Metrics are what you use to measure things. It sounds obvious. What’s not so obvious is why figure-driven metrics seem so often to be channelled off towards disaster recovery and IT in particular, whereas other high-level metrics end up with business continuity. Sure, there are the historical IT roots of disaster recovery to be considered compared to those of business continuity, but in theory we’ve evolved since then. Are we face to face with a phenomenon of, well, “metricism” – our term to express unjustified discrimination in the way metrics are used? This “discriminatory” thinking can be found in various places on the Internet. While what’s said is often the truth and nothing but the truth, the question is whether it’s the whole truth. While you can apply high-level “yes/no” or “did we/didn’t we” type metrics to BC and lower-level ones to DR, you should also be able to do the reverse.
Without wanting to oversimplify, business continuity seems to get measured as much by milestones as by other metrics: for instance, whether or not a certain process is in place, or if appropriate analyses are conducted periodically. Quantitative measurements take a back seat.

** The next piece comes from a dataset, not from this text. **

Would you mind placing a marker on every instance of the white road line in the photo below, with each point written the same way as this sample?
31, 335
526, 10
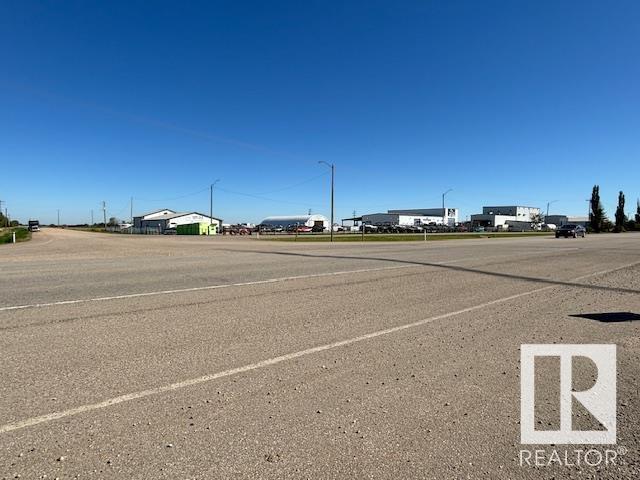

For disaster recovery, it’s often the reverse. Acronym-rich and eminently measurable, metrics for DR are often limited to the time to accomplish recovery actions concerning IT installations and no more.
Yet disaster recovery has to go further than just sorting out an IT disaster. IT is often a vital function for an organisation, but so are functions like manufacturing and transport. To use another analogy, a heart attack can be life-threatening, but so can kidney failure and a host of other problems. As a first step, the metrics being used for IT can also be applied to other critical areas of an organisation’s activity. And as a second step, healthy interchange should apply high-level metrics to DR and quantitative metrics to BC.